Concurrent Use of PPIs and Clopidogrel Decrease Hospitalizations for Gastroduodenal Bleeding without Significant Increase in Adverse Cardiovascular Events
Clinical question: Does concomitant use of proton-pump inhibitors (PPIs) and clopidogrel affect the risks of hospitalizations for gastroduodenal bleeding and serious cardiovascular events?
Background: PPIs commonly are prescribed with clopidogrel to reduce the risk of serious gastroduodenal bleeding. Recent observational studies suggest that concurrent PPI and clopidogrel administration might increase the risk of cardiovascular events compared with clopidogrel alone.
Study design: Retrospective cohort.
Setting: Tennessee Medicaid program.
Synopsis: Researchers identified 20,596 patients hospitalized for acute MI, revascularization, or unstable angina, and prescribed clopidogrel. Of this cohort, 7,593 were initial concurrent PPI users—62% used pantoprazole and 9% used omeprazole. Hospitalizations for gastroduodenal bleeding were reduced by 50% (HR 0.50 [95% CI, 0.39-0.65]) in concurrent users of PPIs and clopidogrel, compared with nonusers of PPIs.
Concurrent use was not associated with a statistically significant increase in serious cardiovascular diseases (HR, 0.99 [95% CI, 0.82-1.19]), defined as acute MI, sudden cardiac death, nonfatal or fatal stroke, or other cardiovascular deaths.
Subgroup analyses of individual PPIs and patients undergoing percutaneous coronary interventions also showed no increased risk of serious cardiovascular events. This study could differ from previous observational studies because far fewer patients were on omeprazole, the most potent inhibitor of clopidogrel.
Bottom line: In patients treated with clopidogrel, PPI users had 50% fewer hospitalizations for gastroduodenal bleeding compared with nonusers. Concurrent use of clopidogrel and PPIs, most of which was pantoprazole, was not associated with a significant increase in serious cardiovascular events.
Citation: Ray WA, Murray KT, Griffin MR, et al. Outcomes with concurrent use of clopidogrel and proton-pump inhibitors. Ann Intern Med. 2010;152(6):337-345.
CTCA a Promising, Noninvasive Option in Evaluating Patients with Suspected Coronary Artery Disease
Clinical question: How does computed tomography coronary angiography (CTCA) compare to noninvasive stress testing for diagnosing coronary artery disease (CAD)?
Background: CTCA is a newer, noninvasive test that has a high diagnostic accuracy for CAD, but its clinical role in the evaluation of patients with chest symptoms is unclear.
Study design: Observational study.
Setting: Single academic center in the Netherlands.
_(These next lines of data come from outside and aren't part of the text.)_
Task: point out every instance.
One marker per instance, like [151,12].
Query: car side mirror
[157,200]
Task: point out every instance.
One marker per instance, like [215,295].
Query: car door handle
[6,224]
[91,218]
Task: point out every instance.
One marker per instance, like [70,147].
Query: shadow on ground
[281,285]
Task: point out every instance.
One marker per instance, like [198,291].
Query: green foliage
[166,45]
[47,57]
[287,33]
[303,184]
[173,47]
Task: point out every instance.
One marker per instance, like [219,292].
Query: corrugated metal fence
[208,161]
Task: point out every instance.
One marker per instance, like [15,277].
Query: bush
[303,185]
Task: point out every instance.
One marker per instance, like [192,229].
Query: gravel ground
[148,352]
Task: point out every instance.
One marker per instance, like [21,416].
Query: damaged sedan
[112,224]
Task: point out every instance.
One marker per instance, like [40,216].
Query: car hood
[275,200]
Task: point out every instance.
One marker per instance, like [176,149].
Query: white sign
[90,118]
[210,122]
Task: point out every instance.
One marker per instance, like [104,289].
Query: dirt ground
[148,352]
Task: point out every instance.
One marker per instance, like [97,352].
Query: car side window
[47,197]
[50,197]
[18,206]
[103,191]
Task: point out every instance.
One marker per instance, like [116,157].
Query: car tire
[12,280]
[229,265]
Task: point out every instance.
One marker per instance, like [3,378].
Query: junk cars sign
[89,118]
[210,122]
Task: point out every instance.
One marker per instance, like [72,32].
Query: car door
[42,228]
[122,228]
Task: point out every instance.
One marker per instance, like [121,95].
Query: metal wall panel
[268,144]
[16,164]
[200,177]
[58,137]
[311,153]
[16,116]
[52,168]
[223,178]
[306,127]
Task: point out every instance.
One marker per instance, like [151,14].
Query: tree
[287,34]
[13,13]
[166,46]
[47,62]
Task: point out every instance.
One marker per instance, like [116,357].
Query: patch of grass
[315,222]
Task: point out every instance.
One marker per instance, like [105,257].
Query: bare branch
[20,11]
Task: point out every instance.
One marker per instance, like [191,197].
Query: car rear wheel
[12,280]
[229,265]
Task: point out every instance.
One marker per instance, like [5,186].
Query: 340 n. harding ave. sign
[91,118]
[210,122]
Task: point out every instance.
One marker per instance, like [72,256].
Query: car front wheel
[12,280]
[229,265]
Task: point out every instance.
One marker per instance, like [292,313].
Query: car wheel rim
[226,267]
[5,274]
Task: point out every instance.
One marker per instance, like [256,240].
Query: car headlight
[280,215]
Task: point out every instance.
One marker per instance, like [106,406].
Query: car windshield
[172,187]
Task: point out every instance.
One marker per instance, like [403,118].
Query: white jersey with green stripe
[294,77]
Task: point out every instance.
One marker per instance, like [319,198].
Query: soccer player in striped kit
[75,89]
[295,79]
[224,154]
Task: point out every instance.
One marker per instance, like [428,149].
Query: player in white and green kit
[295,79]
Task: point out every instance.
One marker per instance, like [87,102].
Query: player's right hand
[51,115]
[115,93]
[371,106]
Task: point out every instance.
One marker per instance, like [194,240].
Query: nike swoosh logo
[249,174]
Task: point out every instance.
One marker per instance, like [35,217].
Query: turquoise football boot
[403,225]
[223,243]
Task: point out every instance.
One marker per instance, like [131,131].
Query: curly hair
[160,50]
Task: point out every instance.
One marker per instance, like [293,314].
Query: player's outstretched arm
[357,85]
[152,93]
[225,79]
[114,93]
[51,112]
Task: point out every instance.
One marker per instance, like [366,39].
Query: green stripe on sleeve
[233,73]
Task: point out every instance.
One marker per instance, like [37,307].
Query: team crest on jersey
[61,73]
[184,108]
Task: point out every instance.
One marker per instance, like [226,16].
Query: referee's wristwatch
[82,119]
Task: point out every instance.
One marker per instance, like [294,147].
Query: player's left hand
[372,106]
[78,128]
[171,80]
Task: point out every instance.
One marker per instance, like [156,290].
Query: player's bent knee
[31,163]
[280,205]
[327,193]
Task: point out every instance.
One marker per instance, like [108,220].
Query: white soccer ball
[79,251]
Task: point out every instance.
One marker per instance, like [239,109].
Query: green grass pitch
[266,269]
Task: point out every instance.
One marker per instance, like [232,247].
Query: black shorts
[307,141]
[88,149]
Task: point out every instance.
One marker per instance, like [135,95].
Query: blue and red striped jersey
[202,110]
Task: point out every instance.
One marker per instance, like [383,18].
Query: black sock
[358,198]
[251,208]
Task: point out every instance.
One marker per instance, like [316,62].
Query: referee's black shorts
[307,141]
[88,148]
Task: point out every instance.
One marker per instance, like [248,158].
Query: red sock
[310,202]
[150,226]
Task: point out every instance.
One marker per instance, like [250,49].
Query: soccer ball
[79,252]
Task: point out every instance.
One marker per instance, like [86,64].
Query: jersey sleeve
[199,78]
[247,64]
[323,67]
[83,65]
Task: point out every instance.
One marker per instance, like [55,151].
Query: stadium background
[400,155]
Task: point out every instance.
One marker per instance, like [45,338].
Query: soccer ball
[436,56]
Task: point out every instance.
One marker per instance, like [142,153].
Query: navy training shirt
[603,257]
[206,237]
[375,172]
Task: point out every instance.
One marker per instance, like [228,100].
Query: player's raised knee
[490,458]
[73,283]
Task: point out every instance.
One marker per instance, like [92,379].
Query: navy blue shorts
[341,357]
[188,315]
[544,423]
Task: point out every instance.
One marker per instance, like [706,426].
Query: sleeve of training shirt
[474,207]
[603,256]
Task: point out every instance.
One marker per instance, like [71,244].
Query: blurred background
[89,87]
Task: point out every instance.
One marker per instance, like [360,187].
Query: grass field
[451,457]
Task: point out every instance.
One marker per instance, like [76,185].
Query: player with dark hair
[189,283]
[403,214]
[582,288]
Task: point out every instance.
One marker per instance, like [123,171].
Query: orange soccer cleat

Synopsis: Five hundred seventeen eligible patients were evaluated with stress testing and CTCA. The patients were classified as having a low (<20%), intermediate (20%-80%), or high (>80%) pretest probability of CAD based on the Duke clinical score. Using coronary angiography as the gold standard, stress-testing was found to be less accurate than CTCA in all of the patient groups. In patients with low and intermediate pretest probabilities, a negative CTCA had a post-test probability of 0% and 1%, respectively. On the other hand, patients with an intermediate pretest probability and a positive CTCA had a post-test probability of 94% (CI, 89%-97%). In patients with an initial high pretest probability, stress-testing and CTCA confirmed disease in most cases.
The results of this study suggest that CTCA is particularly useful in evaluating patients with an intermediate pretest probability.
Patients were ineligible in this study if they had acute coronary syndromes, previous coronary stent placement, coronary artery bypass surgery, or myocardial infarction. It is important to note that because anatomic lesions seen on imaging (CTCA and coronary angiography) are not always functionally significant, CTCA might have seemed more accurate and clinically useful than it actually is. The investigators also acknowledge that further studies are necessary before CTCA can be accepted as a first-line diagnostic test.
Bottom line: In patients with an intermediate pretest probability of CAD, a negative CTCA is valuable in excluding coronary artery disease, thereby reducing the need for invasive coronary angiography in this group.